Received 27th July 2009, Accepted 23rd October 2009

 

First published on the web 28th October 2009

FULL TEXT

 

The charge transfer thermodynamics of a simple model of DNA, a single stranded 10-mer poly-adenine oligonucleotide, in water is investigated by means of a computational/theoretical procedure, in which all the relevant environmental effects are considered. Our data indicate that water and counterions ultimately dominate the DNA reduction and oxidation free energies, which are also strongly influenced by the base position along the strand.
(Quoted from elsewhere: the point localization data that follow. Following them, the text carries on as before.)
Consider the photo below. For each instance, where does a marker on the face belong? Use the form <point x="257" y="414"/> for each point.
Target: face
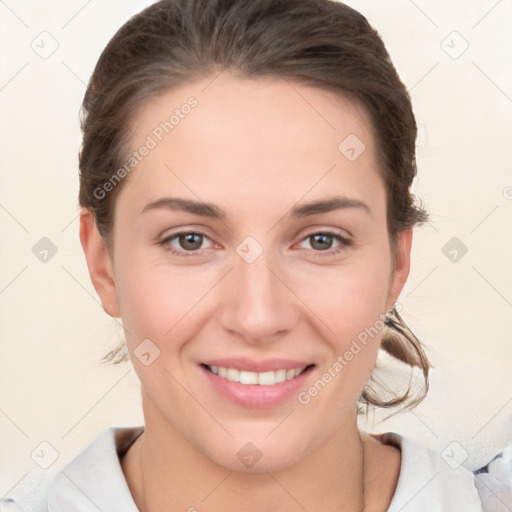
<point x="250" y="243"/>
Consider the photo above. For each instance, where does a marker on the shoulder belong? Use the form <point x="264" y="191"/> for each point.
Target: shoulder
<point x="431" y="481"/>
<point x="92" y="479"/>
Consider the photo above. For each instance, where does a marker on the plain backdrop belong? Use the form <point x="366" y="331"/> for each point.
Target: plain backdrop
<point x="455" y="58"/>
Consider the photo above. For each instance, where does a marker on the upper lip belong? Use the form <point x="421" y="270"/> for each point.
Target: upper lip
<point x="251" y="365"/>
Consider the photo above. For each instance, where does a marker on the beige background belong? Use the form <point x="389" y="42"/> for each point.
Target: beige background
<point x="53" y="330"/>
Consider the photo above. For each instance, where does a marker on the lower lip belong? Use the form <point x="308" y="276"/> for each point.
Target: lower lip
<point x="256" y="396"/>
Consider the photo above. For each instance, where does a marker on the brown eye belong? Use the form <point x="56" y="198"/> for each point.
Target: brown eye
<point x="321" y="241"/>
<point x="326" y="242"/>
<point x="185" y="243"/>
<point x="190" y="241"/>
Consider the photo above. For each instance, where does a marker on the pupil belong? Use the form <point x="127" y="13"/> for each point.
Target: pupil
<point x="325" y="242"/>
<point x="187" y="241"/>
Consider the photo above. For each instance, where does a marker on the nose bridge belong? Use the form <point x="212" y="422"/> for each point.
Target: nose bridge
<point x="260" y="305"/>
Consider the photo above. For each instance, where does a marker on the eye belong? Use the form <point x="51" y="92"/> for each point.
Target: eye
<point x="323" y="242"/>
<point x="185" y="241"/>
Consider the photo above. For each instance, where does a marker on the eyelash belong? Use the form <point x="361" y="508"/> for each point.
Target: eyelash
<point x="344" y="242"/>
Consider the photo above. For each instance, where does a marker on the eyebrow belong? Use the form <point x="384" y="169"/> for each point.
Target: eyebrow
<point x="212" y="211"/>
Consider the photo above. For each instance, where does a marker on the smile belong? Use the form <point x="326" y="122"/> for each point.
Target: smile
<point x="268" y="378"/>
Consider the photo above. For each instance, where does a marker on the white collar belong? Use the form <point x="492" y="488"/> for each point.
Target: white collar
<point x="94" y="479"/>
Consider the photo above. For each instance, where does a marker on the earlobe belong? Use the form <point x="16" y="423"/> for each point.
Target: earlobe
<point x="99" y="263"/>
<point x="402" y="266"/>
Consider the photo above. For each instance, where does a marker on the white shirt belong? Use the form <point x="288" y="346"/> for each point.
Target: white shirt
<point x="94" y="481"/>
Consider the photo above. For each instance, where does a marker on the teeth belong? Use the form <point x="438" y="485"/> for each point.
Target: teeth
<point x="261" y="378"/>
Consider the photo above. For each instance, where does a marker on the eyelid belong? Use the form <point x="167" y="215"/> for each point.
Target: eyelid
<point x="344" y="240"/>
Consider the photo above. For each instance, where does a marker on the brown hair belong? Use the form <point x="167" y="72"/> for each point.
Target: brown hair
<point x="321" y="43"/>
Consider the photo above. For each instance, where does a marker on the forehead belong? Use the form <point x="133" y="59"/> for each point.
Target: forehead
<point x="250" y="136"/>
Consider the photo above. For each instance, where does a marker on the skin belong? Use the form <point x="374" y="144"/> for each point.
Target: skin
<point x="255" y="148"/>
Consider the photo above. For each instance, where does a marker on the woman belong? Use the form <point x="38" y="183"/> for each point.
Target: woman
<point x="245" y="182"/>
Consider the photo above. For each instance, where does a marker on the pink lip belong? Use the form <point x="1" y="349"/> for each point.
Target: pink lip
<point x="250" y="365"/>
<point x="256" y="396"/>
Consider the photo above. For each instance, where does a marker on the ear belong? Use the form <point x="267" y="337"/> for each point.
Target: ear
<point x="401" y="267"/>
<point x="99" y="263"/>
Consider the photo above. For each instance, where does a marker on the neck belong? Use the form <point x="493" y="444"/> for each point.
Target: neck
<point x="166" y="472"/>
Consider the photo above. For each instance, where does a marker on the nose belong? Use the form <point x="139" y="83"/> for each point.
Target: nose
<point x="259" y="305"/>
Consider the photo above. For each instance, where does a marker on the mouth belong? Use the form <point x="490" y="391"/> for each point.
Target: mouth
<point x="253" y="385"/>
<point x="246" y="377"/>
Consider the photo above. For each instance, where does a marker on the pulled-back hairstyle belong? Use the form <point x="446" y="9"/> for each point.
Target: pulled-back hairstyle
<point x="320" y="43"/>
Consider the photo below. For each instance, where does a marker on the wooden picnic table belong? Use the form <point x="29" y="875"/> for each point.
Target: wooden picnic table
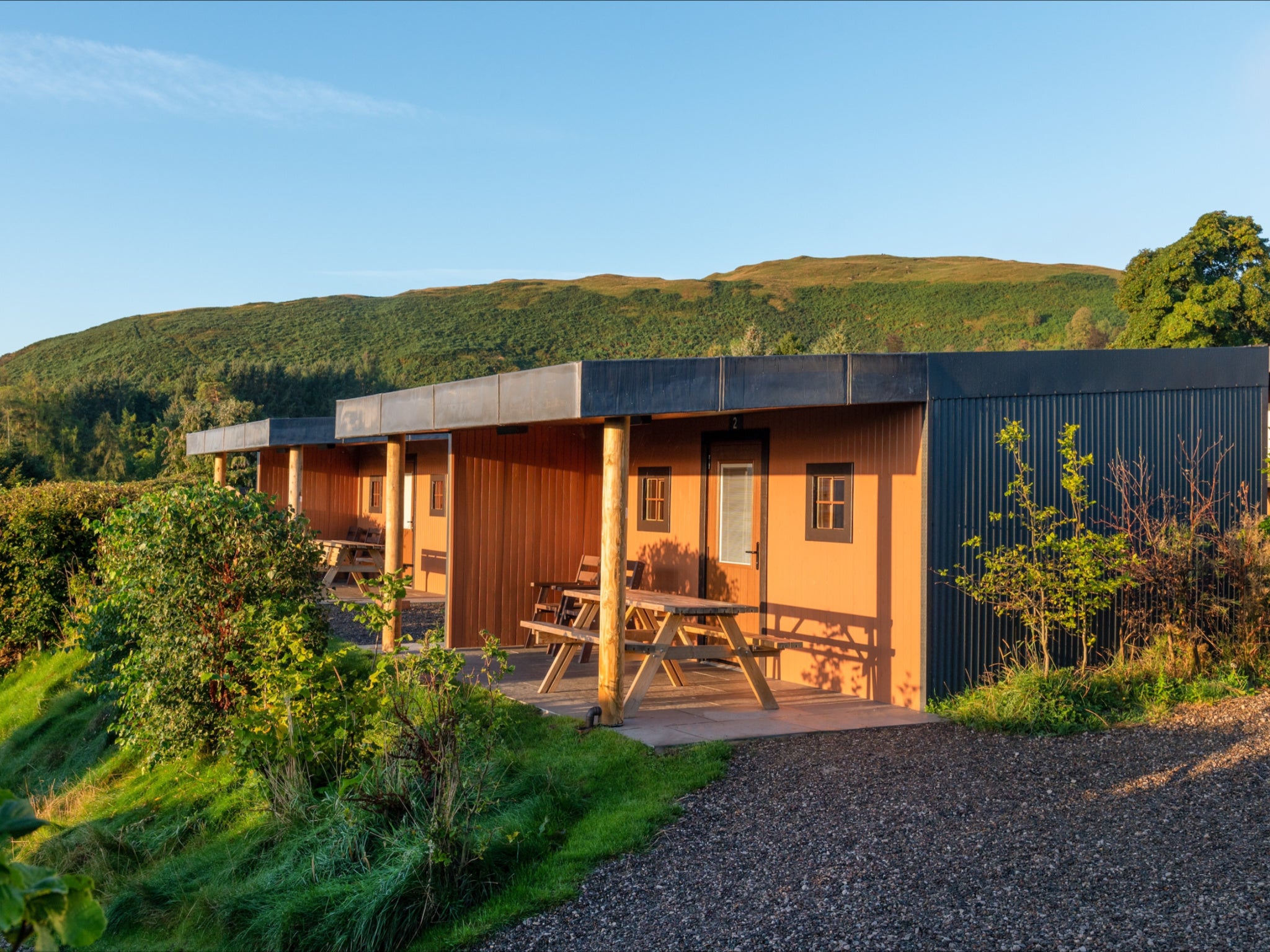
<point x="662" y="619"/>
<point x="357" y="559"/>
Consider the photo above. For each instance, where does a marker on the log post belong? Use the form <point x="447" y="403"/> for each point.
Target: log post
<point x="295" y="477"/>
<point x="394" y="511"/>
<point x="613" y="569"/>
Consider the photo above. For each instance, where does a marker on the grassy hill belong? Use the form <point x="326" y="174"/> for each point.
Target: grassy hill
<point x="112" y="402"/>
<point x="420" y="337"/>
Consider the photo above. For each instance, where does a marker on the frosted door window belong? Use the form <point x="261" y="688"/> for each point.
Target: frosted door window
<point x="735" y="512"/>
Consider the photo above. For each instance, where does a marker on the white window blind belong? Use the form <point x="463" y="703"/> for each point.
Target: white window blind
<point x="408" y="501"/>
<point x="735" y="512"/>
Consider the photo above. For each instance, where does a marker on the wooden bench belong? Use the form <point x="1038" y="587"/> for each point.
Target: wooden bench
<point x="557" y="633"/>
<point x="761" y="645"/>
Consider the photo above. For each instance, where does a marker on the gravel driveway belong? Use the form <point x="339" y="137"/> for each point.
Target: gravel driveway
<point x="938" y="837"/>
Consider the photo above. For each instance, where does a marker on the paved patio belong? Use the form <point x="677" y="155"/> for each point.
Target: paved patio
<point x="717" y="703"/>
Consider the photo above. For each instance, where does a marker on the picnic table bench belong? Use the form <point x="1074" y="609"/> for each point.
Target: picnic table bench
<point x="662" y="620"/>
<point x="356" y="559"/>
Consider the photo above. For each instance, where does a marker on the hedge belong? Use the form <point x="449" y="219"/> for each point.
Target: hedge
<point x="45" y="539"/>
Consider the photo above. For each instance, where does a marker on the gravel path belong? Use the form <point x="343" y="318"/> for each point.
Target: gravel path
<point x="415" y="620"/>
<point x="938" y="837"/>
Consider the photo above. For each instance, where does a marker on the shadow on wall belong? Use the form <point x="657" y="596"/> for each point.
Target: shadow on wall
<point x="675" y="568"/>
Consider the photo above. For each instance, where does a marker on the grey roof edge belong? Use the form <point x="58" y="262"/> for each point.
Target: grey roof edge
<point x="706" y="385"/>
<point x="260" y="434"/>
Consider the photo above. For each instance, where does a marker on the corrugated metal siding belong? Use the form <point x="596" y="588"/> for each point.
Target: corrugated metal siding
<point x="525" y="507"/>
<point x="968" y="475"/>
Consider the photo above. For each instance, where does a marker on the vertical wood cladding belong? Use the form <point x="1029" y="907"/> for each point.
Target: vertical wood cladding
<point x="969" y="472"/>
<point x="856" y="606"/>
<point x="525" y="508"/>
<point x="328" y="489"/>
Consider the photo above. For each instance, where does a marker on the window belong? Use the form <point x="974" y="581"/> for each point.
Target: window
<point x="437" y="496"/>
<point x="828" y="501"/>
<point x="654" y="499"/>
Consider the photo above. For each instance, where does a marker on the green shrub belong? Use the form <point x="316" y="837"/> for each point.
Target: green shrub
<point x="303" y="723"/>
<point x="190" y="584"/>
<point x="43" y="542"/>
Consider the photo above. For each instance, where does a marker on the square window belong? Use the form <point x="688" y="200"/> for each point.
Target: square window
<point x="437" y="496"/>
<point x="828" y="501"/>
<point x="654" y="499"/>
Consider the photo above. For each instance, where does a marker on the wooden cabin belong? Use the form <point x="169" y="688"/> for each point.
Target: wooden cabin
<point x="339" y="485"/>
<point x="826" y="490"/>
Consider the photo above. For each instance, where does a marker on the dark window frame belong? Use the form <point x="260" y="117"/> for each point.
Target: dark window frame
<point x="815" y="534"/>
<point x="433" y="480"/>
<point x="655" y="472"/>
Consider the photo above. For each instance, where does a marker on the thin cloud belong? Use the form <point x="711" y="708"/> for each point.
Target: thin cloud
<point x="61" y="69"/>
<point x="483" y="275"/>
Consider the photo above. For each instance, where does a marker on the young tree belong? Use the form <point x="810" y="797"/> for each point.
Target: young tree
<point x="750" y="346"/>
<point x="1209" y="288"/>
<point x="1082" y="333"/>
<point x="1060" y="574"/>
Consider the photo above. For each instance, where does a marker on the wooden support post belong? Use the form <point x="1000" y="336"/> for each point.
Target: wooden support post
<point x="295" y="477"/>
<point x="394" y="500"/>
<point x="613" y="569"/>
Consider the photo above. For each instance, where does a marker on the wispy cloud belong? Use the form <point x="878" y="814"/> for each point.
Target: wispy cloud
<point x="473" y="275"/>
<point x="36" y="66"/>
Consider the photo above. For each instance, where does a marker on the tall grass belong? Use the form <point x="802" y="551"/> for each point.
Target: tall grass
<point x="189" y="855"/>
<point x="1025" y="700"/>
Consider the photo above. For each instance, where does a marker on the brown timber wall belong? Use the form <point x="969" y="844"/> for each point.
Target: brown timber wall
<point x="525" y="508"/>
<point x="328" y="487"/>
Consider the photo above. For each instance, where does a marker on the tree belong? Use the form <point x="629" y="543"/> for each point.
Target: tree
<point x="1209" y="288"/>
<point x="1057" y="574"/>
<point x="750" y="346"/>
<point x="1082" y="333"/>
<point x="788" y="345"/>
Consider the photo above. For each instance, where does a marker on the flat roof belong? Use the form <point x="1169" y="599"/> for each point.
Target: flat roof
<point x="588" y="390"/>
<point x="262" y="434"/>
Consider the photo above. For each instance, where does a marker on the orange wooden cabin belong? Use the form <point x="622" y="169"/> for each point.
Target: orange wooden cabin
<point x="825" y="490"/>
<point x="339" y="485"/>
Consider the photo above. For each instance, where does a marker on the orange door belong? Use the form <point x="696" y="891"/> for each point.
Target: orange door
<point x="734" y="526"/>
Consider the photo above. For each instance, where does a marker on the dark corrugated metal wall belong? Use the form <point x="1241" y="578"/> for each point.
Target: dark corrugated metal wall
<point x="968" y="475"/>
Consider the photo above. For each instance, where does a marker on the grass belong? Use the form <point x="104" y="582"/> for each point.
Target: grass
<point x="189" y="856"/>
<point x="1024" y="700"/>
<point x="426" y="337"/>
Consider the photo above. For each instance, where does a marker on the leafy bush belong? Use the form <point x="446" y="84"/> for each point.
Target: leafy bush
<point x="191" y="583"/>
<point x="36" y="902"/>
<point x="301" y="723"/>
<point x="43" y="542"/>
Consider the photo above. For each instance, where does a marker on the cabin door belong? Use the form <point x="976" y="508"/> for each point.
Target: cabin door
<point x="734" y="527"/>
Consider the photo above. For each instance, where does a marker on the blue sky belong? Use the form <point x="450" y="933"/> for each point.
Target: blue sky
<point x="163" y="156"/>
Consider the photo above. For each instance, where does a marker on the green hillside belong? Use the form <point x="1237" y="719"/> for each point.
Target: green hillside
<point x="218" y="364"/>
<point x="422" y="337"/>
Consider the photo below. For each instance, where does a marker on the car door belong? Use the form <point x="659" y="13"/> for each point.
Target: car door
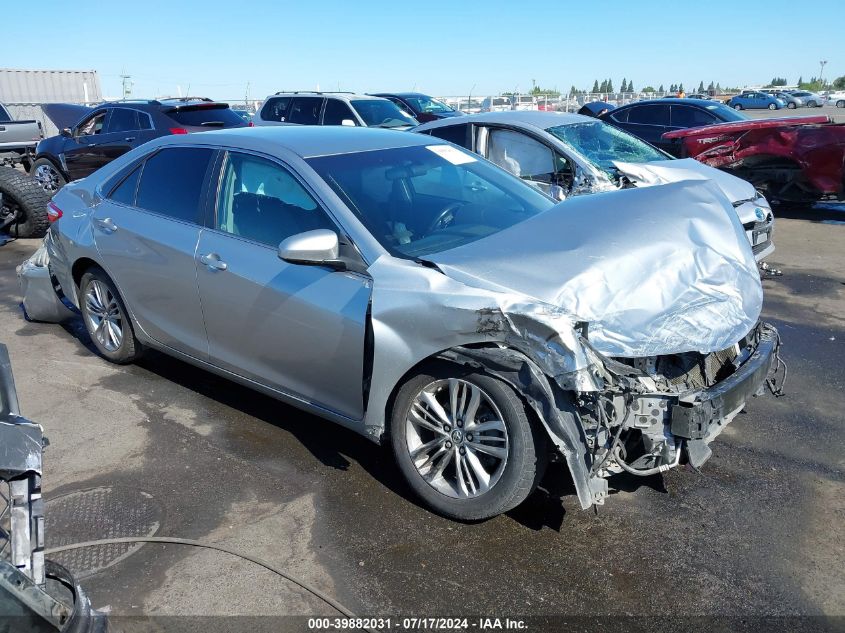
<point x="648" y="122"/>
<point x="82" y="151"/>
<point x="298" y="329"/>
<point x="146" y="232"/>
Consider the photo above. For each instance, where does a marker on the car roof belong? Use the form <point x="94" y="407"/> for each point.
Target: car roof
<point x="536" y="118"/>
<point x="704" y="103"/>
<point x="314" y="93"/>
<point x="307" y="141"/>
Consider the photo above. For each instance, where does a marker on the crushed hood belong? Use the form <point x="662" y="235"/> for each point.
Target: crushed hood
<point x="661" y="172"/>
<point x="65" y="114"/>
<point x="657" y="270"/>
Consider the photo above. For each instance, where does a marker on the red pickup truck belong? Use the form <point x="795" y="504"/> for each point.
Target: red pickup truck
<point x="797" y="159"/>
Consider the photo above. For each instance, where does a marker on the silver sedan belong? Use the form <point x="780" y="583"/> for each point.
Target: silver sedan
<point x="410" y="290"/>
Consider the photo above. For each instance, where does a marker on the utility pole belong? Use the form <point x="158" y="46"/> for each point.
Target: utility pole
<point x="127" y="85"/>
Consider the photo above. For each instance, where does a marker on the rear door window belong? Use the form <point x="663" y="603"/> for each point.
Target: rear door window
<point x="686" y="116"/>
<point x="172" y="182"/>
<point x="305" y="110"/>
<point x="123" y="120"/>
<point x="125" y="191"/>
<point x="206" y="116"/>
<point x="276" y="109"/>
<point x="657" y="114"/>
<point x="337" y="112"/>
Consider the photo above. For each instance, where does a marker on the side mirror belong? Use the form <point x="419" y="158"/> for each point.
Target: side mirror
<point x="320" y="246"/>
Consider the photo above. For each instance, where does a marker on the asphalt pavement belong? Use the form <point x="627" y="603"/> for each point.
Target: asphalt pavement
<point x="758" y="533"/>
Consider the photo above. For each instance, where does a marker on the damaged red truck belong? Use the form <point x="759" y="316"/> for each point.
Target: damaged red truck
<point x="798" y="159"/>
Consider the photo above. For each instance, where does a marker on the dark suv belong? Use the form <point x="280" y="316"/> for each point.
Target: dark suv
<point x="111" y="129"/>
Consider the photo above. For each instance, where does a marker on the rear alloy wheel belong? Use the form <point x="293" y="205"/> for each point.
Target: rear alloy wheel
<point x="465" y="444"/>
<point x="106" y="318"/>
<point x="47" y="176"/>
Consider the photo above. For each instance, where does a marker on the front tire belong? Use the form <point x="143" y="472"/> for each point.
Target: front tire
<point x="48" y="176"/>
<point x="23" y="197"/>
<point x="106" y="318"/>
<point x="464" y="442"/>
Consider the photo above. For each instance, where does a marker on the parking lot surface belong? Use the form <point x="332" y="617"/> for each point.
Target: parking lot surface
<point x="759" y="532"/>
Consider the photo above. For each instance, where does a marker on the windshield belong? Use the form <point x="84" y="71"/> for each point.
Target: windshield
<point x="382" y="113"/>
<point x="426" y="199"/>
<point x="427" y="104"/>
<point x="602" y="144"/>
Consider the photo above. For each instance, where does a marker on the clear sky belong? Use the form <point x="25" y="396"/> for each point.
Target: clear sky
<point x="217" y="47"/>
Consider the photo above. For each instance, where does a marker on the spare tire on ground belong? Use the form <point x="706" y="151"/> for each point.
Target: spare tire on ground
<point x="24" y="200"/>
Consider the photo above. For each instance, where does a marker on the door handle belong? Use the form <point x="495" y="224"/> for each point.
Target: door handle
<point x="106" y="225"/>
<point x="212" y="260"/>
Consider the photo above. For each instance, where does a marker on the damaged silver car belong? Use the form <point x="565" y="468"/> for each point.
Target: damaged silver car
<point x="404" y="288"/>
<point x="570" y="154"/>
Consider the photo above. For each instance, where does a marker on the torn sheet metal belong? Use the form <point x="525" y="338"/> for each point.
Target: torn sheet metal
<point x="20" y="447"/>
<point x="648" y="278"/>
<point x="40" y="300"/>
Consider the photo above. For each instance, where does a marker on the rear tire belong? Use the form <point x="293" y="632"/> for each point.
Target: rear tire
<point x="499" y="451"/>
<point x="22" y="195"/>
<point x="48" y="176"/>
<point x="106" y="318"/>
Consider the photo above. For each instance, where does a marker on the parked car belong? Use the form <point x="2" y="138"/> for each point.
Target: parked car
<point x="332" y="108"/>
<point x="810" y="99"/>
<point x="93" y="137"/>
<point x="406" y="289"/>
<point x="649" y="120"/>
<point x="496" y="104"/>
<point x="17" y="139"/>
<point x="836" y="98"/>
<point x="422" y="107"/>
<point x="791" y="101"/>
<point x="524" y="102"/>
<point x="798" y="159"/>
<point x="570" y="154"/>
<point x="755" y="101"/>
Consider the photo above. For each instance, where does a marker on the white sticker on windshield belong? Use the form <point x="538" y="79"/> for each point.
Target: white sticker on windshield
<point x="452" y="154"/>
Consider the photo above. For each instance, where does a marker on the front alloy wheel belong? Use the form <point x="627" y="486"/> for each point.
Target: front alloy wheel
<point x="456" y="438"/>
<point x="464" y="442"/>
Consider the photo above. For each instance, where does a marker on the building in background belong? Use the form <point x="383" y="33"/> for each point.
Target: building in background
<point x="23" y="91"/>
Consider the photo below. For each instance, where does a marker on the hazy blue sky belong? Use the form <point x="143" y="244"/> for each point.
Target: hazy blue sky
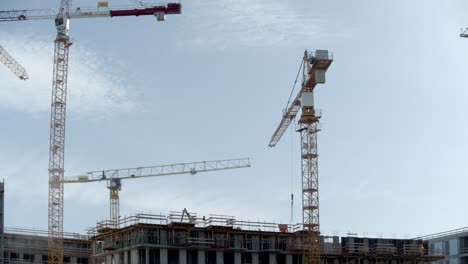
<point x="211" y="84"/>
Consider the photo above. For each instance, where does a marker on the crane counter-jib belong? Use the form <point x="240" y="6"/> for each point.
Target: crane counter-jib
<point x="39" y="14"/>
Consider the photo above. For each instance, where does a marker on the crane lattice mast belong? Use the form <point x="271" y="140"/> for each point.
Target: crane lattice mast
<point x="314" y="66"/>
<point x="115" y="176"/>
<point x="59" y="96"/>
<point x="12" y="64"/>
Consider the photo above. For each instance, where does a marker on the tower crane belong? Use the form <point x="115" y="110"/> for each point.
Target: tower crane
<point x="464" y="33"/>
<point x="314" y="66"/>
<point x="115" y="176"/>
<point x="12" y="64"/>
<point x="59" y="98"/>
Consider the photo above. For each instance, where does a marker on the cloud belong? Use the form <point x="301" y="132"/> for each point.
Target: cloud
<point x="92" y="86"/>
<point x="250" y="23"/>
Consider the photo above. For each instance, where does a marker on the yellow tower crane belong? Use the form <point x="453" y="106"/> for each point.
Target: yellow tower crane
<point x="59" y="97"/>
<point x="314" y="65"/>
<point x="115" y="176"/>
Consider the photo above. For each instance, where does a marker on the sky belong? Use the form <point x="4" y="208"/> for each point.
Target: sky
<point x="211" y="84"/>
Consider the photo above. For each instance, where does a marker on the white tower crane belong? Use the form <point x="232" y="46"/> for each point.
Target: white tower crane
<point x="12" y="64"/>
<point x="115" y="176"/>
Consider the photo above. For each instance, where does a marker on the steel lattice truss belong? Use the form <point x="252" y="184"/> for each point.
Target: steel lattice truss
<point x="12" y="64"/>
<point x="57" y="150"/>
<point x="113" y="177"/>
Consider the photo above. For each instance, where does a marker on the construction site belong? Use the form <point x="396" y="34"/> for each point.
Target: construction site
<point x="183" y="236"/>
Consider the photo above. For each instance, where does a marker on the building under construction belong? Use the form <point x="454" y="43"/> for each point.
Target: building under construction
<point x="182" y="238"/>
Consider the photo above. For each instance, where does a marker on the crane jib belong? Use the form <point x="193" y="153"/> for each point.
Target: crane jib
<point x="174" y="8"/>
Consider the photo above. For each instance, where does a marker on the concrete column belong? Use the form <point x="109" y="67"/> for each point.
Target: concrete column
<point x="201" y="257"/>
<point x="134" y="254"/>
<point x="108" y="259"/>
<point x="182" y="256"/>
<point x="126" y="257"/>
<point x="219" y="257"/>
<point x="147" y="255"/>
<point x="237" y="258"/>
<point x="116" y="258"/>
<point x="163" y="237"/>
<point x="37" y="258"/>
<point x="163" y="256"/>
<point x="255" y="258"/>
<point x="272" y="258"/>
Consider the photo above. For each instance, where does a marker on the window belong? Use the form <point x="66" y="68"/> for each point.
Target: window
<point x="82" y="261"/>
<point x="14" y="256"/>
<point x="28" y="258"/>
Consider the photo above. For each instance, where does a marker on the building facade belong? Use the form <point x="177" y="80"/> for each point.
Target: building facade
<point x="452" y="244"/>
<point x="157" y="239"/>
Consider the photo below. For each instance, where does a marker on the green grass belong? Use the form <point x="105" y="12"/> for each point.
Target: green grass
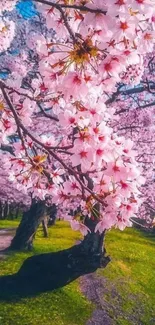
<point x="8" y="223"/>
<point x="130" y="277"/>
<point x="129" y="292"/>
<point x="66" y="306"/>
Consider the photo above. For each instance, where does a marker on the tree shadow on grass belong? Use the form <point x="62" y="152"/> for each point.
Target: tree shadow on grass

In fact, we estimated that reduction free energies are large and negative, particularly for the bases close to the 5 and 3 positions, whereas the electron detachment is thermodynamically unfavoured all along the strand, but with a higher free energy cost in the central region of the molecule. Further investigation on double charging, i.e. one nucleobase is oxidized and one is reduced within the strand, predicts that charge-separated states are possible and thermodynamically largely stable when the ionic forms are separated by several nucleobases.